The Japanese government started to evacuate people in areas outside the 30km exclusion zone, after a month of letting people to get ready for evacuation. The area northwest or NPP was high in radiation levels because of wind direction and geography. (Ahem)
The Japanese government started to evacuate people in areas outside the 30km exclusion zone, after a month of letting people to get ready for evacuation. The area northwest or NPP was high in radiation levels because of wind direction and geography. (Ahem)

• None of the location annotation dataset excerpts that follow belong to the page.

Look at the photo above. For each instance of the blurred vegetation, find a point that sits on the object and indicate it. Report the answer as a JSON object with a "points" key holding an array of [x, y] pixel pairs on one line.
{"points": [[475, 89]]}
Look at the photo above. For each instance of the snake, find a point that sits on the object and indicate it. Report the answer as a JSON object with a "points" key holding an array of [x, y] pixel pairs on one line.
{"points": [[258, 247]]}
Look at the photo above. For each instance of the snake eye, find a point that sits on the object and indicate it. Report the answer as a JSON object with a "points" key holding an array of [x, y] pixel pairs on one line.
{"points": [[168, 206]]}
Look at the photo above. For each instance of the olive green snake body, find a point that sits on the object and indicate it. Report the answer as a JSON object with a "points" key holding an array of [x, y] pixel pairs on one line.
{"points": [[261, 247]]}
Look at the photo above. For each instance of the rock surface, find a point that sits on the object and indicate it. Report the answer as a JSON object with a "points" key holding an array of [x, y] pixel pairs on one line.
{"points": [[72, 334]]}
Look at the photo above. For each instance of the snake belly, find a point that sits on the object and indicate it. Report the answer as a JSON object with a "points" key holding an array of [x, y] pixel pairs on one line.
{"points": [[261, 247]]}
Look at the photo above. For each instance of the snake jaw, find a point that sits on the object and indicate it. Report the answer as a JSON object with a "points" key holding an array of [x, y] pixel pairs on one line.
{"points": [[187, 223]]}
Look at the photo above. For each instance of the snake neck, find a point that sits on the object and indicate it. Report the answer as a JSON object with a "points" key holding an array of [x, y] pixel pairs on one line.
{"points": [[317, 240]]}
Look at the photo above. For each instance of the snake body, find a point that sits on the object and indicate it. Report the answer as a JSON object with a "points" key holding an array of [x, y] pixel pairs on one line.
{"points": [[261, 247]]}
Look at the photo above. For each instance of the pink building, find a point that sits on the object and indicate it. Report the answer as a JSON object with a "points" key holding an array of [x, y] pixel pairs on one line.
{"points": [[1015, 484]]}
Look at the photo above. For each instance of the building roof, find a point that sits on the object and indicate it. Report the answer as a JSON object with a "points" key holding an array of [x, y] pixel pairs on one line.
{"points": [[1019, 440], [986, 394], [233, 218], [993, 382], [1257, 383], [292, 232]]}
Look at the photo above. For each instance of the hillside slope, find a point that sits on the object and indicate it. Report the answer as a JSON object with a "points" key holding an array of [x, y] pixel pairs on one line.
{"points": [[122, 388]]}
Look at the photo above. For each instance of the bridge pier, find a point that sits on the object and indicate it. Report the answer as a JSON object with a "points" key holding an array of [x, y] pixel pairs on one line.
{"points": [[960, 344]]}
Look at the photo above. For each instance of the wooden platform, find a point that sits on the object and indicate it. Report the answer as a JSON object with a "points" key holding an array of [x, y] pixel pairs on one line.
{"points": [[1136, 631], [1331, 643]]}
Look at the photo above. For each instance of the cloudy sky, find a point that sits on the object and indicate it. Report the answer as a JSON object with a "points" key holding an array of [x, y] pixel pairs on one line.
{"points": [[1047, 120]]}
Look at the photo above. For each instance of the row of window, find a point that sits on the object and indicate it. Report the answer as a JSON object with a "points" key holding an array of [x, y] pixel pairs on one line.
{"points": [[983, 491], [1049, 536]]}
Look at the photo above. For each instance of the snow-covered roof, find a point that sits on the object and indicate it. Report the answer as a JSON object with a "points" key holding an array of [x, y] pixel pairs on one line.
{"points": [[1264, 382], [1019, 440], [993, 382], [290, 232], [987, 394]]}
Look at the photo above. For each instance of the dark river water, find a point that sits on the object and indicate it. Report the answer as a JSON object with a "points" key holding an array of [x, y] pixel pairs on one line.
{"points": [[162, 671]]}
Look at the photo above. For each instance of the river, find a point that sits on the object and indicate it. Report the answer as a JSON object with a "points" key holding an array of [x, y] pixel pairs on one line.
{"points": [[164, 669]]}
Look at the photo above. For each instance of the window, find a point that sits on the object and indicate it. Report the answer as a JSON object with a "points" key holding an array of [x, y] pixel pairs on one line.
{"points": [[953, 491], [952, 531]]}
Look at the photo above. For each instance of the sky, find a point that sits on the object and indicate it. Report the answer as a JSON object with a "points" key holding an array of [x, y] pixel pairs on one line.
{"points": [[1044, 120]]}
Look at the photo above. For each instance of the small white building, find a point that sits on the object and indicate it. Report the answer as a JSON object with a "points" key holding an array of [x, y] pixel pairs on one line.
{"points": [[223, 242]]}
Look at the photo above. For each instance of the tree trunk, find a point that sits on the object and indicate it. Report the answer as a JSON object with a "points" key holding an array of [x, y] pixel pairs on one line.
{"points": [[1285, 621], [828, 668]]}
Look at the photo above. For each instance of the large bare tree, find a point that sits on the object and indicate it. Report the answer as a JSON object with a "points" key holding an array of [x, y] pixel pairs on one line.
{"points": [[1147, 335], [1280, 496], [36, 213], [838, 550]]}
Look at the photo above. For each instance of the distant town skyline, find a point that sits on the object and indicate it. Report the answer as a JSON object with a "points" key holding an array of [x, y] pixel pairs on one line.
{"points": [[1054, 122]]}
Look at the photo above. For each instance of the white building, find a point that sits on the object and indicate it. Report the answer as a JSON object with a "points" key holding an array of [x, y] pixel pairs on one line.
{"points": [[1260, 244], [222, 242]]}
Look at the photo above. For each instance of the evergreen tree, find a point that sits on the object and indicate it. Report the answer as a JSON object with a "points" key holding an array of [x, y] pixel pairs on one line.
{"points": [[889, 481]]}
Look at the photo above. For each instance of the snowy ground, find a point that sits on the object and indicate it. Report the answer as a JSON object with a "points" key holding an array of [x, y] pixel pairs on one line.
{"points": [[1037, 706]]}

Frank Sanns The key here is not meltdown but melted and exposed to air. When the early radiation readings were made they were based on Iodine and Cesium isotopes. The exclusion zone was based on the gamma radiation readings from just those isotopes because they are present in vented gases. Once the core was hot and open to the air, then core material itself was aerosolized and carried by the wind. These materials are typically alpha emitters and are much more dangerous internally than Cesium for example. The selective expansion of the exclusion zone is taking into account the extra dangers of the core isotopes like Plutonium, Americium, Strontium and the like. The evidence has been indisputable in my mind and I have shared that in posts. My only question is why did it take these morons this long to verify what was suspected in March? Were they hiding it or were they hiding from it???
Jill And have been telling and warning people to prepare for, what, a month?
Frank Sanns I do not know the exact areas of evacuation but I would expect them to be where the darkest orange colors are on the map that was posted a few threads back. According to the map, evacuations out to 50 km to the north west of the reactors is possible. There also may be some small isolated areas outside of the elliptical orange area too but nothing close to Tokyo . http://www.facebook.com/l. php?u=http%3A%2F%2Fstatic. ow.ly%2Fphotos%2Foriginal% 2FaAT2.png&h=7e91c
I just ran a quick calculation to see what amounts of core materials might be present as a function of distance. Using the 3 km report of neutrons being detected with a conventional instrument and using the inverse square law of fall off (double the distance is one quarter the amount). I came up with a distance of 48 km for the level to be at 1 x 10-9 g/m^2. One nanogram per meter squared with I think would be a reasonable answer. The winds and other factors would weigh in but a 40km to 50km evacuation distance in a particular direction seems reasonable to me.